Aunque lo hagamos casi todo mal, nuestro cuerpo nos mantiene y preserva. La mayoría de nosotros somos testimonio de ello de una u otra forma. Cinco de cada seis fumadores no contraen cáncer de pulmón.16 La mayoría de las personas que integran el grupo de los principales candidatos para sufrir ataques cardiacos no sufren ataques cardiacos. Se estima que cada día entre una y cinco de nuestras células se vuelven cancerosas, pero el sistema inmunitario las captura y las mata.17 Piense en ello. Un par de docenas de veces a la semana, que son más de mil veces al año, contraemos la enfermedad más temida de nuestra época, y en cada una de esas ocasiones nuestro cuerpo nos salva. Desde luego, muy de vez en cuando un cáncer se convierte en algo más grave, y puede que nos mate, pero en términos generales los cánceres son raros: la mayoría de las células del cuerpo se replican miles y miles de millones de veces sin equivocarse. Puede que el cáncer sea una causa común de mortalidad, pero no constituye un suceso común en la vida.

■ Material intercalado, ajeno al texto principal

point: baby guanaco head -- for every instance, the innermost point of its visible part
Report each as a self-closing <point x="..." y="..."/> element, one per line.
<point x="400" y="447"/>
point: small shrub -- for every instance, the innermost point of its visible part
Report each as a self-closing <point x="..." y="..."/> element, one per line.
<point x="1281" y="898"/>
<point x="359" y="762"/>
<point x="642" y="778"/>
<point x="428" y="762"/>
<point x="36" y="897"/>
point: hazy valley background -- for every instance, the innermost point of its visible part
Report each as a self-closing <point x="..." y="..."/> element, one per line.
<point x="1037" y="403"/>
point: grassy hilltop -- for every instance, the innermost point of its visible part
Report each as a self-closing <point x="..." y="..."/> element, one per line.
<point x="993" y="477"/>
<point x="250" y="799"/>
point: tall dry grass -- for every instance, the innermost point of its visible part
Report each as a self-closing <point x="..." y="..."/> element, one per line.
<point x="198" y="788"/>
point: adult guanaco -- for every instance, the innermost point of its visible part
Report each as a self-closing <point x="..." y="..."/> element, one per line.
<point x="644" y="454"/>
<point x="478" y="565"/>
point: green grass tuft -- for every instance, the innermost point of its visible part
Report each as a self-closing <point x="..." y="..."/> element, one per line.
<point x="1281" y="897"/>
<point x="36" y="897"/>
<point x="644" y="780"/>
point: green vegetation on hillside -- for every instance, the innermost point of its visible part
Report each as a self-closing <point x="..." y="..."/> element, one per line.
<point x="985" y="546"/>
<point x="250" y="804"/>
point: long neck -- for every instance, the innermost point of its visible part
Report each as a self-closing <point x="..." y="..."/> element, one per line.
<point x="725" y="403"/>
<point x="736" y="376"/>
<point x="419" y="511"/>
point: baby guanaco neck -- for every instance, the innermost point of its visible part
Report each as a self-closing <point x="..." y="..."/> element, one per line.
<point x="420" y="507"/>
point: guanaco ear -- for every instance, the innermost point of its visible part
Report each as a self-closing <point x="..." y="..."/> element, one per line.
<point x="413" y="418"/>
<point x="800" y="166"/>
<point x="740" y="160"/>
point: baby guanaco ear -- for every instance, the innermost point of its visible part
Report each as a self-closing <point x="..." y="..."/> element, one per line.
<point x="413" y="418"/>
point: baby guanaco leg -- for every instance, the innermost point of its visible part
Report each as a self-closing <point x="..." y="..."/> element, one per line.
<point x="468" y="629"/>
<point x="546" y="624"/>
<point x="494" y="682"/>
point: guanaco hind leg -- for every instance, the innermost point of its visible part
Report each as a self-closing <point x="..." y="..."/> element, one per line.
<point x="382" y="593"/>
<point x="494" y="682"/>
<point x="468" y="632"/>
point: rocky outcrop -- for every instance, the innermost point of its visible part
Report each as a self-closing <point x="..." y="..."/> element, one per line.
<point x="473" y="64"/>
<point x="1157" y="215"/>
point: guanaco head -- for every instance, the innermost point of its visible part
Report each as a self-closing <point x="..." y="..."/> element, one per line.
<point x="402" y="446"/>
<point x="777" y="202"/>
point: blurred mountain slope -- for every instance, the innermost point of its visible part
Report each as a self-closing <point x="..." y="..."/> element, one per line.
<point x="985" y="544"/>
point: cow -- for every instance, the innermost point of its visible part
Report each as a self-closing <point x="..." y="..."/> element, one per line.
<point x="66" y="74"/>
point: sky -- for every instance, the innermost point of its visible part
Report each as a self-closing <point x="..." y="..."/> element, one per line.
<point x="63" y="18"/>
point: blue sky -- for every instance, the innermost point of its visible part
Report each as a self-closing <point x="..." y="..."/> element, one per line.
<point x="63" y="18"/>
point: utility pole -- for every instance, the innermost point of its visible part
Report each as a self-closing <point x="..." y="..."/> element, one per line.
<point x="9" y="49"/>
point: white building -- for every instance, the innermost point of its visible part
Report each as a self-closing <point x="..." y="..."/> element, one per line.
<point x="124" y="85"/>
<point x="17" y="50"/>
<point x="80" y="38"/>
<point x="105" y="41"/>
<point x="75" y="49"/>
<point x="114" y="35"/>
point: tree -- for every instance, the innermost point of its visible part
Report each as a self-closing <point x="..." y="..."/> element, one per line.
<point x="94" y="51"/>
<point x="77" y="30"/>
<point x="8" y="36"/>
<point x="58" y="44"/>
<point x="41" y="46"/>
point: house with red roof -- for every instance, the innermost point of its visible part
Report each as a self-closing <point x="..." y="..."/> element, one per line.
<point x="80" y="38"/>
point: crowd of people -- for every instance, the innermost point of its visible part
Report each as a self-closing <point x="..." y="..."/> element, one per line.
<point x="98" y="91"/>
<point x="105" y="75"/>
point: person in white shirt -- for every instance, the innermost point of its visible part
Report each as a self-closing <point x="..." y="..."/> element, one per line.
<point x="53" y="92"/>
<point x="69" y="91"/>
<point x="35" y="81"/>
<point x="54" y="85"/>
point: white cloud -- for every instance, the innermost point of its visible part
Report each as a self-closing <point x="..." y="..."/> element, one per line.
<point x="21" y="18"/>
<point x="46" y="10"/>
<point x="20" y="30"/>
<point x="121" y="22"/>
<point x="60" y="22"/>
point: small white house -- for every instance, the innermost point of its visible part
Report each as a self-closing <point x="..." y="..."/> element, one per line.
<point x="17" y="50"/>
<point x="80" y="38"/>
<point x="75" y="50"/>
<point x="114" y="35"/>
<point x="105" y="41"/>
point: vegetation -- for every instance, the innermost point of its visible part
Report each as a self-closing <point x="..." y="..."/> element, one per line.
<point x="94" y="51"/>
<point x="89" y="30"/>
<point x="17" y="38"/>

Nuestro cuerpo es un universo de 37,2 billones de células* que operan en sincronía más o menos perfecta durante más o menos todo el tiempo.18 En condiciones normales, un dolor, una punzada de indigestión, algún que otro cardenal o grano es lo único que revela nuestro carácter imperfecto. Hay miles de cosas que pueden matarnos —algo más de 8.000, según la Clasificación Estadística Internacional de Enfermedades y Problemas Relacionados con la Salud que elabora la Organización Mundial de la Salud—, y podemos escapar de todas ellas excepto de una. Para la mayoría de nosotros, no es un mal resultado.19
Sabe Dios que no somos perfectos, ni mucho menos. Tenemos las muelas del juicio retenidas porque hemos desarrollado unas mandíbulas demasiado estrechas para dar cabida a todos los dientes de los que estamos dotados, y la pelvis demasiado pequeña para dejar pasar a los hijos sin sufrir un dolor atroz. Somos irremediablemente susceptibles al dolor de espalda. Tenemos órganos que en su mayoría no son capaces de repararse a sí mismos. Si un pez cebra sufre una lesión en el corazón, desarrolla tejido nuevo; si nos pasa a nosotros, bueno, ¡mala suerte! Casi todos los animales producen su propia vitamina C, pero nosotros no podemos: llevamos a cabo casi todo el proceso, salvo, inexplicablemente, el último paso, la producción de una única enzima.20
El milagro de la vida humana no es que tengamos algunas debilidades, sino que no nos veamos superados por ellas. No olvide que nuestros genes provienen de ancestros que durante la mayor parte del tiempo ni siquiera fueron humanos. Algunos de ellos eran peces; otros muchos eran pequeños y peludos, y vivían en madrigueras. Tales son los seres de los que hemos heredado nuestro plan corporal. Somos el producto de 3.000 millones de años de ajustes evolutivos. Sin duda todos estaríamos mucho mejor si pudiéramos empezar de cero y dotarnos de un cuerpo construido para nuestras necesidades específicas de Homo sapiens: caminar erguidos sin destrozarnos las rodillas y la espalda, tragar sin tener un elevado riesgo de atragantarnos, producir bebés como una máquina expendedora… Pero no fuimos construidos para eso. Iniciamos nuestro viaje a través de la historia en forma de gotas unicelulares flotando en mares cálidos y poco profundos. Desde entonces todo ha sido un accidente prolongado e interesante, pero a la vez extremadamente glorioso, como espero que dejen patente las páginas siguientes.